Any patient who receives the study formulation for any amount of time will be included in the intent-to-treat population for study analyses. Missing data points in this population will be addressed in discussion of any published results. Data from protocol-compliant participants is the defined population for efficacy subset analyses; any participant who received both protocol-required formulations and all required clinical assessments is considered protocol compliant. Such an efficacy subset analysis will be the primary approach for determining whether the trial endpoints are met. Those patients who complete the baseline visit, but do not start Intervention Period 1 and are withdrawn from the study, will be used for natural history reportable data only but will not be included in analyses for determining whether the outcome measures of the trial have been met.
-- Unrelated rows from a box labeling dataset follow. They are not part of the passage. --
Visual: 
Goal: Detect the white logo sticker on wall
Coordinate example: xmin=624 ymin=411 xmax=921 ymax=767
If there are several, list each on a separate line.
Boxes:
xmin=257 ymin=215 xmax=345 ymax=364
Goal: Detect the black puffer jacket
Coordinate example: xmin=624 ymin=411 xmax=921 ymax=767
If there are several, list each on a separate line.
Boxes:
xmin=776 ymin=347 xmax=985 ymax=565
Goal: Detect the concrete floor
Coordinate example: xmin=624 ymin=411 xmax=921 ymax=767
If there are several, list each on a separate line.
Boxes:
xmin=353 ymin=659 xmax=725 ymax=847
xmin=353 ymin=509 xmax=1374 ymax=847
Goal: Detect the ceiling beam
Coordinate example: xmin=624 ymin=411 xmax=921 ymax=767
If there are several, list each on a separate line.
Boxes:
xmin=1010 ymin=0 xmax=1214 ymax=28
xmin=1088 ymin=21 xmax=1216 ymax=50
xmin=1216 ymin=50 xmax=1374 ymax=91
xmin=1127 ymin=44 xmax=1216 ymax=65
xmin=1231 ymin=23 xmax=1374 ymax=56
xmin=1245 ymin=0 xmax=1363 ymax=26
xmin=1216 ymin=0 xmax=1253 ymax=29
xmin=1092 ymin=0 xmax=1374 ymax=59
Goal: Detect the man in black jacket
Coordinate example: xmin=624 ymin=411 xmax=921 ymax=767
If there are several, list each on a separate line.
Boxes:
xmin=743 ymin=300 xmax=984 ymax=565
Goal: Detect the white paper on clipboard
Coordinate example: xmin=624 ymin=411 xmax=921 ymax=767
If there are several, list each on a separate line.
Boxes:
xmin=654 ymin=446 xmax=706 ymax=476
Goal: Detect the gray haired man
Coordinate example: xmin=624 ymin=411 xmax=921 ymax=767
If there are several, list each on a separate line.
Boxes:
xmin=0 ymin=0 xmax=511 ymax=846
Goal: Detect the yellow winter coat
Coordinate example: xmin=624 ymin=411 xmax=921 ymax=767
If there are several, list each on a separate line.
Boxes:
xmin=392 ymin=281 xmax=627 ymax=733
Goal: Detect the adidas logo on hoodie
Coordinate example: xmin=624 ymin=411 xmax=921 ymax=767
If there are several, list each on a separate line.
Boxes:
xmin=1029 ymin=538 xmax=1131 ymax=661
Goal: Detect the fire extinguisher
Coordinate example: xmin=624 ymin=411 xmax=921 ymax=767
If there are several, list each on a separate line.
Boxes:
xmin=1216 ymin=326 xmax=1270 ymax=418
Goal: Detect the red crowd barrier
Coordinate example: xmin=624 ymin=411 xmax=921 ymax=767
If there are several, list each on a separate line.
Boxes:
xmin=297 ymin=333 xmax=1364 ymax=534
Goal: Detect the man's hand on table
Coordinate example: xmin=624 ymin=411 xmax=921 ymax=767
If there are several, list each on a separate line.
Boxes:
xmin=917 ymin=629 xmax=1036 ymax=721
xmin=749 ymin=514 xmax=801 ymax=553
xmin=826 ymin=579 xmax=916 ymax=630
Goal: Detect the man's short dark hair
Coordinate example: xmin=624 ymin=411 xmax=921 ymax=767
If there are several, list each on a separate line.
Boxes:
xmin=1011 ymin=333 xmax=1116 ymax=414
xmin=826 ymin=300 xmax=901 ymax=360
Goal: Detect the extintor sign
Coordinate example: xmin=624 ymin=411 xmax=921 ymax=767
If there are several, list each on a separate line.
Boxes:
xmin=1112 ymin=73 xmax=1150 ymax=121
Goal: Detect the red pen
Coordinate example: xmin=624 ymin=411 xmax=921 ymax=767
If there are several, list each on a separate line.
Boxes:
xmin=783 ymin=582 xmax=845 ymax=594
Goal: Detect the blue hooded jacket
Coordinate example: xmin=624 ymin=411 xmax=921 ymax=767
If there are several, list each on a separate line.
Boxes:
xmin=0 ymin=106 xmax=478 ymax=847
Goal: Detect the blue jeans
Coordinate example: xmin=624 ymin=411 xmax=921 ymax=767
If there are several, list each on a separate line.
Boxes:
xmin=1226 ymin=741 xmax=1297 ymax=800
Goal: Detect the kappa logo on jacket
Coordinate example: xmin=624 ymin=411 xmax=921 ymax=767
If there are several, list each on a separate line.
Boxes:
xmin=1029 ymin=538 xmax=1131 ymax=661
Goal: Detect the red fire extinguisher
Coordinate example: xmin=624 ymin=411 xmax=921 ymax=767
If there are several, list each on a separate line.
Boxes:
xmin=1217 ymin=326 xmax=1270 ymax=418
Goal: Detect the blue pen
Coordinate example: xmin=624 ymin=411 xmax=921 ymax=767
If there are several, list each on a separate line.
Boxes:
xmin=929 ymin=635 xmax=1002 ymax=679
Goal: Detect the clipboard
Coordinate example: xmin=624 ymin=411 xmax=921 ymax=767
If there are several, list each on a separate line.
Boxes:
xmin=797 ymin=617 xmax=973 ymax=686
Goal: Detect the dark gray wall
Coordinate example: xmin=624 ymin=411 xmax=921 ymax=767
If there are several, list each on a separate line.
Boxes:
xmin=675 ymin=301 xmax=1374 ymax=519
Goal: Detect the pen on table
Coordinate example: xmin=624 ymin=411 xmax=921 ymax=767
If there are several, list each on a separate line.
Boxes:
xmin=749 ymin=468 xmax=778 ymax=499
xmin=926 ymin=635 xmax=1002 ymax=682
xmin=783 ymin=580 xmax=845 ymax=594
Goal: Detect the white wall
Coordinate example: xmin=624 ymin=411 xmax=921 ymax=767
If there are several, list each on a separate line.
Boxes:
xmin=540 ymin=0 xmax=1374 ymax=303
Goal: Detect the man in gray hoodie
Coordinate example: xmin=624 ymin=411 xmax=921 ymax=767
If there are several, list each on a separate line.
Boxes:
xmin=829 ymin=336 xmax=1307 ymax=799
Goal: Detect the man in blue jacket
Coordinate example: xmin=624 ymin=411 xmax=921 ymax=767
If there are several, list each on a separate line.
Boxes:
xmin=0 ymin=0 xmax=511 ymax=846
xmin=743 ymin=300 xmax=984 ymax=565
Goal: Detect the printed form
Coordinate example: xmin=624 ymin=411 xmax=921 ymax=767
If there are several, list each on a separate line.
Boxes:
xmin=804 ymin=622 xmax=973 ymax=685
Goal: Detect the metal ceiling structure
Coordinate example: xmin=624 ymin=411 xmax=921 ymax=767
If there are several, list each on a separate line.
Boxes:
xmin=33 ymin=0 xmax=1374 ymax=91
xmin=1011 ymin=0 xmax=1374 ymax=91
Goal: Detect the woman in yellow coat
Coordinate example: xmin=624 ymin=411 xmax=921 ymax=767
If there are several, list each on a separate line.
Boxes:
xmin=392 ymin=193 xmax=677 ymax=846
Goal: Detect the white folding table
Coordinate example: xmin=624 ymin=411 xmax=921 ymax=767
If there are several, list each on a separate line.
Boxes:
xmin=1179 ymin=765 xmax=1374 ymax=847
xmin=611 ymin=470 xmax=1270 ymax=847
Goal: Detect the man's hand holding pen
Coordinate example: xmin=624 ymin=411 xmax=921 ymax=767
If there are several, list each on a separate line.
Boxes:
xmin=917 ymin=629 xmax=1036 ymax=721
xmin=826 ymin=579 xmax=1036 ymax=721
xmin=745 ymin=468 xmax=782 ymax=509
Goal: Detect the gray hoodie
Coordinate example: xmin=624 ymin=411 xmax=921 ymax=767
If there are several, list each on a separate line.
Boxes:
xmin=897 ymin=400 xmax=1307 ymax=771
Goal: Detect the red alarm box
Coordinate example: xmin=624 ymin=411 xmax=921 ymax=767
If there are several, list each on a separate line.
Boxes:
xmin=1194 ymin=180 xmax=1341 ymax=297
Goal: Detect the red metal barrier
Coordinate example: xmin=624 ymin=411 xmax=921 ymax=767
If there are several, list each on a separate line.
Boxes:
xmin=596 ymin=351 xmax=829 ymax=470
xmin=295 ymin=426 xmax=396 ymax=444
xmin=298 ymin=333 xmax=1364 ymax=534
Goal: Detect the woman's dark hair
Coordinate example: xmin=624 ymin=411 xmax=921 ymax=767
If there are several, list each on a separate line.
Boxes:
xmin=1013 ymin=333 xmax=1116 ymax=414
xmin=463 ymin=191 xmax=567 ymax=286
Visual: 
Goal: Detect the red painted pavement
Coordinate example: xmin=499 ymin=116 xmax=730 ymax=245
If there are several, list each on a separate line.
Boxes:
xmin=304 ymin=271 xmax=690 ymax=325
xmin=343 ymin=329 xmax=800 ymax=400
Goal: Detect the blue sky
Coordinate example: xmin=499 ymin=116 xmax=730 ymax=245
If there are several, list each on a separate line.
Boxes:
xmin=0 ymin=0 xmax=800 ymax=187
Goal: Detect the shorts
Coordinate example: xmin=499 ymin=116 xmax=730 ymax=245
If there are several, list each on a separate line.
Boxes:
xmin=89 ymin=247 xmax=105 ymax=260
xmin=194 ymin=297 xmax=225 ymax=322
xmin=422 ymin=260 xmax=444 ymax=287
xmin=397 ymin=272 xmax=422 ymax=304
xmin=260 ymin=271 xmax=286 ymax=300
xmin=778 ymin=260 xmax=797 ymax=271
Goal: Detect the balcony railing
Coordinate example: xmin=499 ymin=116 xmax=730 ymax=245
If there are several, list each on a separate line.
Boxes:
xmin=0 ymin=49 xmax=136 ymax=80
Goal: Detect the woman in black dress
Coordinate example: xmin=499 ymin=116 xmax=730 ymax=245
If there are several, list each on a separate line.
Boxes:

Discontinuation/withdrawal from study participation
Participation in this study is voluntary. The parent or guardian of a participant may withdraw consent to participate in the study at any time for any reason that they deem necessary. The administration of the study formulation may be discontinued abruptly and does not require any further medical intervention and no alternate therapy will be offered.
Data monitoring
In order to ensure the safety of the study participants, members of a Data Safety Monitoring Board (DSMB) have been appointed by the principal investigator and Vanderbilt University. The board consist of a chairperson, biostatistician, and three independent reviewers with expertise in the research field. Each member of the board meets these minimum qualifications including: (1) expertise in the field, (2) experience in the conduct of clinical trials and statistical knowledge, (3) independence from the direct management of the clinical trial, and (4) no conflict of interest. The chairperson is responsible for overseeing the meetings, developing the agenda, summarizing the meeting, and is the contact person for the DSMB. The DSMB meets three to four times per year, such schedule to be determined by the chairperson. Additional details on the charter of the DSMB can be had by contacting the Vanderbilt University Medical Center Human Research Protections Program at www.vumc.org/irb.
Ethical considerations
This study is to be conducted according to US and international standards of Good Clinical Practice (FDA Title 21 part 312 and International Conference on Harmonization guidelines), applicable government regulations and institutional research policies and procedures. This protocol and any amendments will be submitted to the Vanderbilt University IRB in agreement with local legal prescriptions, for formal approval of the study conduct. The DSMB will work in conjunction with the principal investigator and IRB to determine whether a protocol amendment warrants additional patient consent or other communication to the enrolled patients and their families. The decision of the IRB concerning the conduct of the study will be made in writing to the investigator before commencement of this study. Protection of participant confidentiality is described further in Additional file 4.
Participants may be able to claim compensation for injury caused by participation in this clinical trial. Participants who sustain injury and wish to make a claim for compensation should do so in writing in the first instance to the principal investigator, who will pass the claim to the sponsor’s insurers, via the sponsor’s office.